Дела семьи как будто пошли на лад. Их было шестеро, четверо приносили в дом деньги. В одиночку на свой заработок не прожил бы ни один, но так, вместе, они, во всяком случае, три раза в день имели горячую пищу; квартиру Луиза содержала хорошо, чисто, каждую субботу до зеркального блеска надраивала обитый латунью порог, три окна, глядевшие в сад, непременно мыла раз в две недели, так что они всегда сверкали. Керосин по вечерам экономили, однако он был припасен на всякий случай, что же до хвороста и дров, то Йожи, еще прежде чем нанялся на работу, вдоволь насобирал валежника в гёдёлльском лесу, забив им чулан, — словом, на лето у них было чем топить плиту. Фери и Балинту купили хорошие, крепкие башмаки у забредшего из Пешта старьевщика, Луиза тоже получила красивый, «берлинский» платок.
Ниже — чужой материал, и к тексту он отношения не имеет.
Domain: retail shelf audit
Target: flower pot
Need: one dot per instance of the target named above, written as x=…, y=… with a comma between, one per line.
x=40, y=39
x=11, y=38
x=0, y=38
В воскресенье под вечер все они располагались за домом на выжженной солнцем полянке. Длинноватые личики обеих девочек стали полнее, лоб и худые голые ножки покрылись загаром.

Когда гроза пролетела, Луиза сложила в корзинку выглаженное белье, чтобы отнести заказчикам. Йожи пошел ее проводить, дети остались одни.

Высунувшись из окна, спиной ко всем, Балинт глядел в сад. Фери растянулся на постели дяди Йожи и листал десятифиллеровый детективный роман, который взял почитать у знакомого маляра на стройке в Гёдёллё: брошюрка прошла через множество рук и была так захватана, что под пятнами извести, кирпича и жира печать совсем поблекла, некоторые же строчки вовсе в них потонули, и восстановить их смысл могло разве только воображение. Фери лежал на кровати животом вниз, положив книжонку между локтей, так что свет из окна падал прямо на нее. Девочки жужжали тихонько между собой возле плиты, разгребали теплый еще пепел, зевали. Старшая тоненьким, как ниточка, голоском тянула что-то однообразное, слова и мелодия рождались как бы из воздуха и тут же в нем таяли. Снаружи в прохладную кухню доносилось густое жужжание пчел, изредка его пропарывал резкий крик внезапно вспорхнувшей сойки.

— Фери, давай играть! — попросила вдруг старшая сестра.

— Ага, давай игра-а-ать! — заныла и младшая.

Фери не отвечал.

— Фери, слышишь?

— Фе-е-е-ери!

— Да замолчите вы! — крикнул из комнаты Балинт.

Балинта девочки любили больше, чем Фери, хотя и побаивались его; но играть предпочитали все-таки со старшим братом, Фери часто сам, без просьб, брал обеих сестер за руки, уводил в парк, лазал с ними на деревья, играл в салки, разжигал костер, на котором они все втроем сжигали попадавшихся им на пути жуков и муравьев. Бабочек он ловил так ловко, что даже не нарушал рисунка пыльцы на крылышках.

— Фе-е-еери! Почему ты не хочешь играть?

— Заткнись! — буркнул Фери, отмахиваясь от жужжавших вокруг головы мух.

— Надуй мне живот! — предложила Бёжи, младшая.

— Ага, давай надувать ей живот!

Фери, не подымаясь с кровати, посмотрел на сестер.

— Нельзя, мать вот-вот придет.

— Нет, она еще не скоро, — сказала старшенькая, — им надо в два места белье отнести, это далеко очень. Давай надувать ей живот!

Фери задумчиво почесывал нос.

— Тебе ж все равно мухи читать мешают, — не отставала сестра, — брось ты эту гадкую книжку!

— Брось книжку! — вторила ей Бёжи.

Балинт остался в комнате, его не позвали, да он и не пошел бы с ними. Каретный сарай позади дома, который профессор использовал под гараж, был не заперт. Машины в сарае не было, значит, хозяин еще не вернулся. Притворив за собой двери, ребята оказались в приятной полутьме.

Фери отыскал стоявший в углу велосипедный насос.

— Прямо здесь? — спросила Бёжи.

— Нельзя, — сказал Фери, — вдруг тем временем машина придет.